Yazar: Ayten DİRİER 9 Eylül 1922; 3 yıl, 3 ay, 25 gün süren Kurtuluş Savaşı’nın sona erdiği gün… Salt İzmir’in değil, bütün Türkiye’nin Kurtuluş günü... Allah o günleri bir daha yaşatmasın ve yurdumuza göz dikenlere de ibretlik bir ders olsun.
XIX. asır sonu ile XX. asır başlarında dağılma sürecine giren Osmanlı İmparatorluğu; Osmanlı-Rus Savaşı (93 harbi, 1877-78), Trablusgarp Savaşı (1911) ve Balkan Savaşlarında (1912-13) büyük çapta toprak yitirse de, stratejik konumu nedeniyle dünyanın sayılı güçlerindendi. Birinci Dünya Savaşı’nda kaybettiği toprakları geri almak için Merkezi İttifak’ın yanında yer alması, İtilaf kuvvetlerini çok kızdırdı.
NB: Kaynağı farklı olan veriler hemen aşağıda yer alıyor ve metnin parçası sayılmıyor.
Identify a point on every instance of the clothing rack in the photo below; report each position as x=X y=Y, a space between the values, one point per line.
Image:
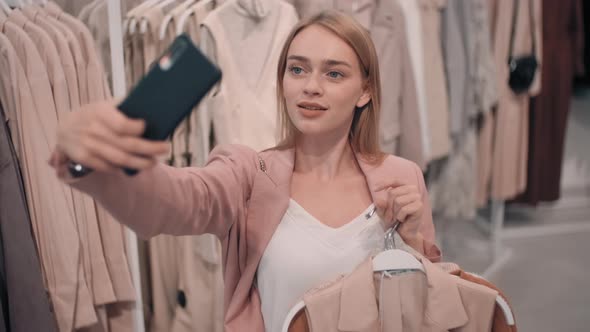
x=119 y=90
x=494 y=227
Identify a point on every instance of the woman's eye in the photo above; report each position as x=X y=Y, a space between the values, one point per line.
x=335 y=74
x=296 y=70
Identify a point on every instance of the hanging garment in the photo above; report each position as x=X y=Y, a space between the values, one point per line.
x=563 y=31
x=243 y=109
x=65 y=54
x=48 y=52
x=199 y=300
x=84 y=13
x=469 y=62
x=187 y=151
x=411 y=301
x=98 y=19
x=112 y=239
x=413 y=21
x=509 y=128
x=111 y=279
x=256 y=185
x=76 y=52
x=472 y=91
x=400 y=129
x=50 y=203
x=435 y=84
x=25 y=305
x=200 y=294
x=362 y=10
x=97 y=88
x=96 y=272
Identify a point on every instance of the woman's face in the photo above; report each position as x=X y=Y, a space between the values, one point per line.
x=322 y=83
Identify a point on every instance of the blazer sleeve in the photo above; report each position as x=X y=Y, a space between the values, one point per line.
x=179 y=201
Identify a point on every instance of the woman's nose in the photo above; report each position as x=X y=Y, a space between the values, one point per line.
x=312 y=87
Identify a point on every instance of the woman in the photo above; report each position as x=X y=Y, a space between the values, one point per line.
x=290 y=217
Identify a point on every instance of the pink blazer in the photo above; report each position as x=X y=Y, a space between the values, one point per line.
x=240 y=196
x=368 y=301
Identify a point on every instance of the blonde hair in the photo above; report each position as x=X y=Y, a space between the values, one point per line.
x=364 y=132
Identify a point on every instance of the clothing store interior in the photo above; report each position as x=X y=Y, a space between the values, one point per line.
x=489 y=98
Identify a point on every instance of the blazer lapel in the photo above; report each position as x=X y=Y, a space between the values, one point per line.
x=269 y=200
x=444 y=305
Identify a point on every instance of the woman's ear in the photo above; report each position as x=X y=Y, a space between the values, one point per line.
x=364 y=99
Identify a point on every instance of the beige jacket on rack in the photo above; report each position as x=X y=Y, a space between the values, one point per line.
x=361 y=10
x=109 y=237
x=50 y=203
x=401 y=133
x=413 y=22
x=65 y=54
x=503 y=140
x=435 y=80
x=95 y=269
x=105 y=259
x=243 y=108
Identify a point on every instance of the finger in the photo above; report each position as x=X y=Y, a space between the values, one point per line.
x=403 y=200
x=120 y=158
x=405 y=189
x=409 y=210
x=99 y=165
x=389 y=214
x=89 y=160
x=387 y=185
x=130 y=144
x=121 y=124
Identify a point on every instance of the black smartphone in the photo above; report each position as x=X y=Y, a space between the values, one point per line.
x=173 y=86
x=177 y=81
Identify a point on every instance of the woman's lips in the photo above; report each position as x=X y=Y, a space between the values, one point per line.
x=311 y=110
x=310 y=113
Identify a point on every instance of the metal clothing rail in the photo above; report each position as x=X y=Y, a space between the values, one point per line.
x=119 y=90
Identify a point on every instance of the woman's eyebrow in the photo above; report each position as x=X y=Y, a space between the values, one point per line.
x=327 y=62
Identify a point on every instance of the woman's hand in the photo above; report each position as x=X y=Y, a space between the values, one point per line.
x=100 y=137
x=403 y=203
Avrupa’nın köklü emperyalist ülkeleri İngiltere-Fransa-Rusya, Papalık ve enternasyonal Siyonizm’in çabalarıyla açılan ekili karalama kampanyası sonuçta başarıya ulaştı. Bu başarıda, askeri güçlerden önce Gertrude Bell, Sara Aaransohn ve Thomas Edward Lawrence’in yürüttüğü 5. kol faaliyetlerinin büyük etkisi oldu.
Biirinci Dünya Savaşı’ndan sonra, Osmanlı İmparatorluğu yıkıldı ve sömürgeci güçler bölgedeki konumlarını güçlendirdiler. Sykes-Picot ve benzeri anlaşmaları tamamlayan kararlarla Müslümanlar arasına milliyetçilik, mezhepçilik, aşiretçilik, bencil çıkarlar empoze edilerek, birbirlerinden ayıran yapay sınırlar çizildi. Irak, Suriye, Ürdün, Kuveyt, Hicaz Krallığı gibi Manda Devletlerin sosyal, siyasal, kültürel denge gözetilmeksizin kurulması, bölgeyi bugün de devam eden yüz yıllık süreçte kan, gözyaşı ve kargaşa ortamına sürükledi.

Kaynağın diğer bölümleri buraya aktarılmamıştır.